Parkinson’s gets more common with increasing age. Generally, individuals are diagnosed with Parkinson’s in their 50s and 60s; however, some diagnoses are made before age 50.
Unlike cerebral palsy, Parkinson’s is progressive, and its symptoms can slowly worsen over time.
Symptoms of Parkinson’s
Symptoms for Parkinson’s can vary from person-to-person depending on how long they’ve had the disease and how quickly it progresses.
The most common symptoms of Parkinson’s include:
- Tremors (specifically at rest; tremors typically get better with movement)
- Rigidity (stiff muscles)
- Bradykinesia (slow movements)
- Weakness in the facial muscles
- Postural instability
- Difficulties performing fine motor tasks like writing
Non-motor problems may develop in later stages of Parkinson’s. Non-motor problems include:
- Memory loss (about 1/3 of people with Parkinson’s develop Parkinson’s dementia within 12 years of their Parkinson’s diagnosis)
- Sleep problems
- Behavioral and mood changes like depression
There is currently no treatment to reverse or prevent the neural degeneration that causes Parkinson’s.
However, there are ways to manage your symptoms and improve your quality of life.
The first line of treatment for Parkinson’s is using medications that will increase dopamine levels in the brain.
The most common medications for Parkinson’s are Levodopa and dopamine agonists.
Dopamine cannot pass through the blood-brain barrier; however, Levodopa can.
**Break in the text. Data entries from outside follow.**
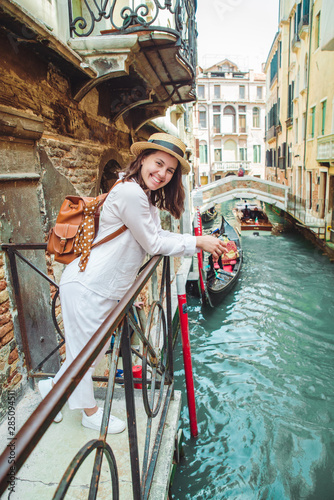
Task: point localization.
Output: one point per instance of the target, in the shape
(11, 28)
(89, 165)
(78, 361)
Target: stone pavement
(39, 476)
Once inside the brain, Levodopa converts into dopamine.
Dopamine agonists act similarly to dopamine and stimulate the dopamine receptors in the brain.
They aim to increase the levels of dopamine that reach the brain and stimulate parts of the brain where dopamine works.
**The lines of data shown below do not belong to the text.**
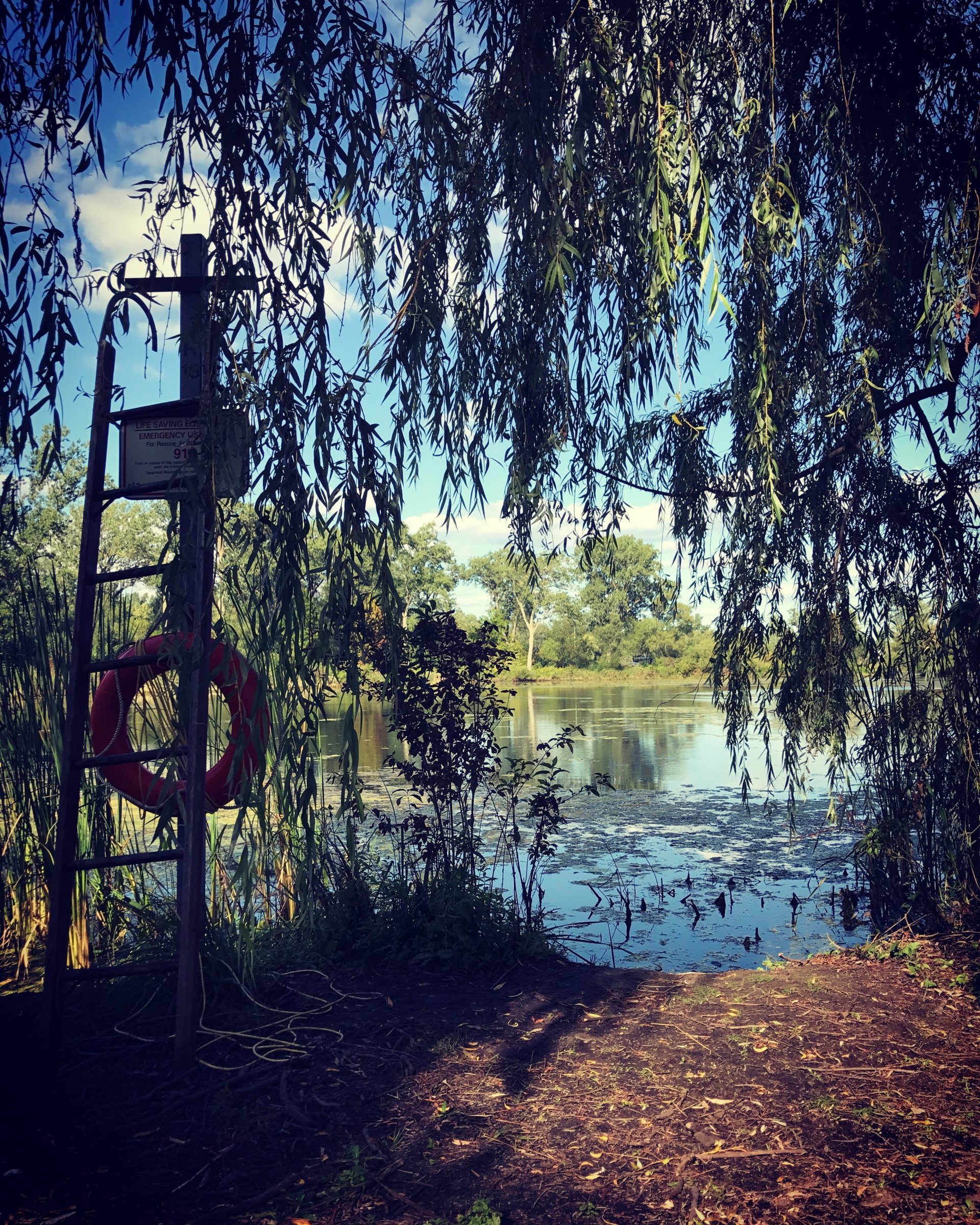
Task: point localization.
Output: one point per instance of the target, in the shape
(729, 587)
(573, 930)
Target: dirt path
(840, 1089)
Other management interventions for Parkinson’s include:
- Physical Therapy. PT for Parkinson’s focuses on helping individuals maintain their maximum level of independence and mobility through exercise.
- Occupational Therapy. OT will focus on teaching individuals with Parkinson’s how to adjust so that they can perform activities of daily living on their own.
- Speech Therapy. Individuals who experience facial weakness because of Parkinson’s can benefit from going to speech therapy. There, a speech-language pathologist will guide you through exercises and techniques to improve oral functions like speaking, chewing, and swallowing.
- Deep Brain Stimulation. Deep brain stimulation involves inserting an electrical implant onto the brain that stimulates brain activity. This treatment will not work for everybody but can help reduce slow movements and tremors for some.
Cerebral Palsy vs Parkinson’s
So now that you know the basics of cerebral palsy and Parkinson’s, let’s compare the two side by side.
Cerebral palsy and Parkinson’s are both neurological conditions that affect movement.
However, cerebral palsy is caused by damage to the developing brain very early in life while Parkinson’s develops in late adulthood.
CP is most commonly caused by damage to the motor cortex. Parkinson’s is the result of neuron degeneration in the basal ganglia.
Unlike individuals with cerebral palsy (who are born with or have had their motor impairments since early childhood), individuals with Parkinson’s will notice their movements getting worse over time.
Luckily, both conditions can be effectively managed to maximize functional abilities and quality of life.
That’s a wrap! Hopefully, this article helped you better understand the similarities and differences of cerebral palsy vs Parkinson’s.